But the immediate good news is that the CRA seems to have completely abandoned the political activities audit programme, this time including with regard to those organizations which are under audit and those who have launched objections to audit results.
“As an immediate first step to respond to the Panel’s recommendations, Minister Lebouthillier has asked the CRA to suspend all action in relation to the remaining audits and objections that were part of the Political Activities Audit Program, initiated in 2012. The Report indicates that “numerous consultation submissions noted that this program has resulted in a pervasive “chill” on the public policy and advocacy activities of charities”. This suspension will be in effect until the government officially responds to the Panel’s report.”
According to the CBC a spokeswoman for the minister, Chloe Luciani-Girouard, said the suspension affects 12 audits, of which seven have resulted in an intention to revoke charitable status.
The Liberal party campaigned in the 2015 election to end the “political harassment” of charities, but once elected did not quite end the program. Instead, it cancelled six of the political-activity audits that were yet to be launched, but allowed audits underway to continue. That left groups such as Environmental Defence and Canada Without Poverty, which were deemed too political by CRA, still under immediate threat of losing their charitable status. The announcement lifts that threat, at least until the government responds to the panel recommendations.
So there were short term gains which had to be welcomed. As we write this, many law firms are waiting to see what will happen with other audits being carried out which may or may not be categorized as “political”. In one case, the lawyers for the charity were told that the audit has been “suspended” but the contact person was unwilling or unable to explain precisely what this meant.

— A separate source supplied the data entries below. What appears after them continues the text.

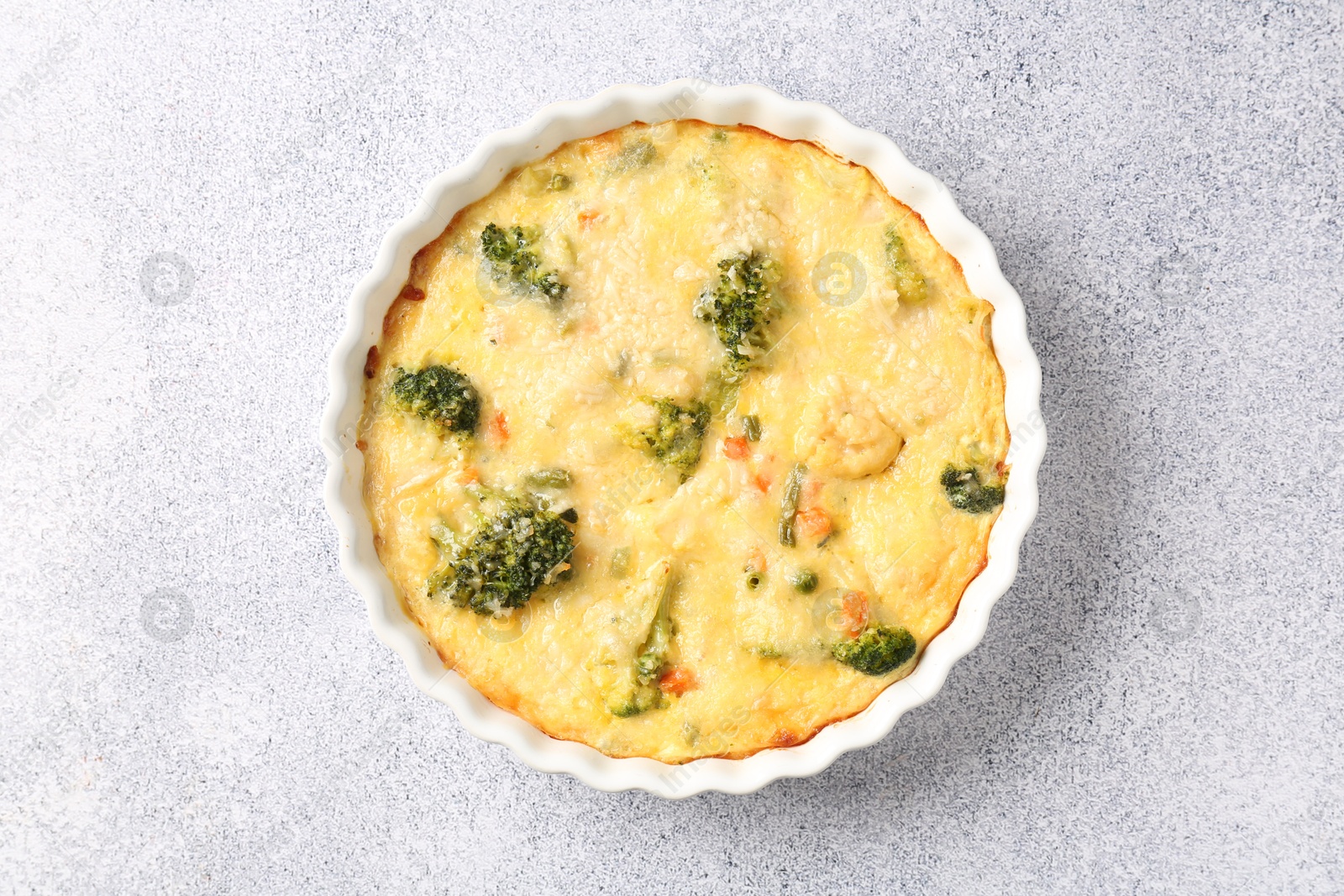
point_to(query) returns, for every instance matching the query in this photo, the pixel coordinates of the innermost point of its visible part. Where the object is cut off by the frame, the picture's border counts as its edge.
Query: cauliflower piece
(843, 434)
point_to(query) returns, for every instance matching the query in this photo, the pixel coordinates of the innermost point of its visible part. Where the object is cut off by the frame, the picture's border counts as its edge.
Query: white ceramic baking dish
(477, 176)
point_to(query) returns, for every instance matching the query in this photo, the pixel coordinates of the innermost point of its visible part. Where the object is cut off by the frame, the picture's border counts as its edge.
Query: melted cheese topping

We were particularly pleased with the Report itself which contained a range of proposals, all of which we agree with. Most notably:
“The Government of Canada, in consultation with the charitable sector, should proceed, as soon as possible, to modernize the rules governing the charitable sector through the development of a new legislative framework. The Panel recommends that a new legislative framework include:
- a focus on charities’ purposes, rather than activities;
- an inclusive list of charitable purposes reflecting contemporary social and environmental issues and values; and
- the ability to appeal a refusal to register and revocation decisions to the Tax Court of Canada.”
(In our view this is a hugely desirable proposal…one which was recommended as part of the VSI exercise and never acted upon. Historically, the Department of Finance has been hostile to the idea and has testified to this effect before the Commons Finance Committee a couple of years ago.)
Now we are left with a situation where we shall just have to wait to see which, if any, proposals make it into legislation.